Boeing was and still is under huge pressure to have some of it’s manufacturing in Europe and SE Asia.
They basically say “If you don’t give us a piece of the action, we will buy from Airbus”.
So Boeing does it - and contracts for foreign suppliers.
Then foreign suppliers basically prove that they can’t do it, or do substandard work.
And then foreign buyers blame Boeing for not meeting deadlines.
Crap flows downhill...
It isn’t merely the communication issue, which I agree looms large over the success (or more likely failure) of a large s/w project outsourced or co-developed with Indian developers.
There’s a cultural issue at play as well, and that’s the ability to think and ACT really quickly about the requirements and big picture stuff that you mention. I’ve seen (time and again) where Indian engineers could write very competent code... in that it is correct, but they could not spot the defect(s) in a requirements spec, nor question certain illogical elements in a requirements spec.
At cisco, we once got a RFQ from the USN for an optical network on a ship. The numbers looked “off” to me, so I sat down with my trusty HP-41CV and started going through them. What I found was that the Navy wanted us to not only exceed the bandwidth limits of FDDI as a physical media, they also wanted us to exceed the speed limit of light (either in a vacuum or in physical media). When I told this to marketing and management, they could not believe it, but when I sat down with them and showed them the computations, they had to agree.
I don’t like to make a sweeping generalization, but in my experience, there are damn few Indian engineers who would have done that basic checking of requirements before thundering off to write a proposal on how they were going to deliver the system, with all manner of mention of their CMM and level-5 software methodology and ISO-9000/9002 compliance, blah, blah, blah. If we hadn’t done that basic sort of sanity check on the Navy’s numbers, we could have pissed away a lot of valuable time and resources ginning up a response and getting ourselves into a quote from which there would be only an expensive escape. Most Indian engineers (and Asian engineers in general) with whom I’ve worked are much more reticent to stand up in a meeting and say “Hey, that won’t work!” when someone tosses out a foolish or idiotic requirement or idea.

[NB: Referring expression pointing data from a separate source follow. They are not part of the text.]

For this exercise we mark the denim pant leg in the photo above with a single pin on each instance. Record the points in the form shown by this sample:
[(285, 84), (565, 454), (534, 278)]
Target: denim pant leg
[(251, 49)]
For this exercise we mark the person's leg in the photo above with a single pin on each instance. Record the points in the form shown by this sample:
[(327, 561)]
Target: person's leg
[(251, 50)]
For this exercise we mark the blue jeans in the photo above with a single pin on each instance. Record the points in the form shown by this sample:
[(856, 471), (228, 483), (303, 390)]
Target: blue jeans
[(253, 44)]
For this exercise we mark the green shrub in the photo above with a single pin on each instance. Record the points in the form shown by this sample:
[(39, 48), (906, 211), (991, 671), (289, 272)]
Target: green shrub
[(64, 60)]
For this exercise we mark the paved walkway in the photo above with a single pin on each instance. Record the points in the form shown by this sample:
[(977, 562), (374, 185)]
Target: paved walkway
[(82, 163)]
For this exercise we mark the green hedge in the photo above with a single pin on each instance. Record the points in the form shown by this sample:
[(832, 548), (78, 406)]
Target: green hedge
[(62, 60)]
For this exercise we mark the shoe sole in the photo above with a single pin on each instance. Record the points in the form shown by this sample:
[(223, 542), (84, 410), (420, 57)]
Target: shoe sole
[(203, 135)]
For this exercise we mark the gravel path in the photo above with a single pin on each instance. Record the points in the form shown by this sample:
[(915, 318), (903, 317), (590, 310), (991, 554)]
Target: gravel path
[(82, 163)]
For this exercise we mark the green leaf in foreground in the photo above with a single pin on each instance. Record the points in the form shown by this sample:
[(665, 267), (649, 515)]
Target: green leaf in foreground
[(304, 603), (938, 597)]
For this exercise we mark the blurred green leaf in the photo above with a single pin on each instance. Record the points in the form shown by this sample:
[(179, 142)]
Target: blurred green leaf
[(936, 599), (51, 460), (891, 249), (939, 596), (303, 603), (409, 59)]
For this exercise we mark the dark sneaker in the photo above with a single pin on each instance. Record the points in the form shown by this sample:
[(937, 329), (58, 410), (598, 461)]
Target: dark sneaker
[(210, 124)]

And as few of them that will stand up and say “Hey, that won’t work!” absolutely NONE of them will go the next step when they’re up against a truly committed moron who is going to sell his pap up the ladder. The Asian engineer will almost never go up into management (much less executive offices) and say “OK, I know you’ve heard this proposal, but I have to tell you that this will not work and it will cost us a LOT of money.” No, they’ll just go along to get along, and when the crap hits the fan, they’re very polite, very sorry, but they won’t learn to stop the morons early in the process from the experience.
American industry has come to expect engineers to stand up to management and marketing and say “You’re dumber than a box of rocks.” When engineers don’t, projects fail.
Good posting that I agree with at least in part, NV Dave.
I also worked for a major defense contractor and dealt with similar situations for decades. I did not find the Engineering folks to be the ones that opposed the ideas in the RFQs and RFPs. They and the Program Mgt. people were willing to stretch the truth to extremes to get the government to give research or production monies.
It was professionals in Mfg., Tooling, Procurement, Quality, et al, that curtailed the boasting of the ego driven Engineers and enabled the firm to capture the contracts at a reasonable cost to the government (taxpayers).
I’m not knocking Engineers; just sayin’ that they don’t always consider all factors when they put their ideas or dreams on paper (guess that’s on computer now-— I’m old).
According to unions, begun by Communists many years ago,anything not including them is “failed”.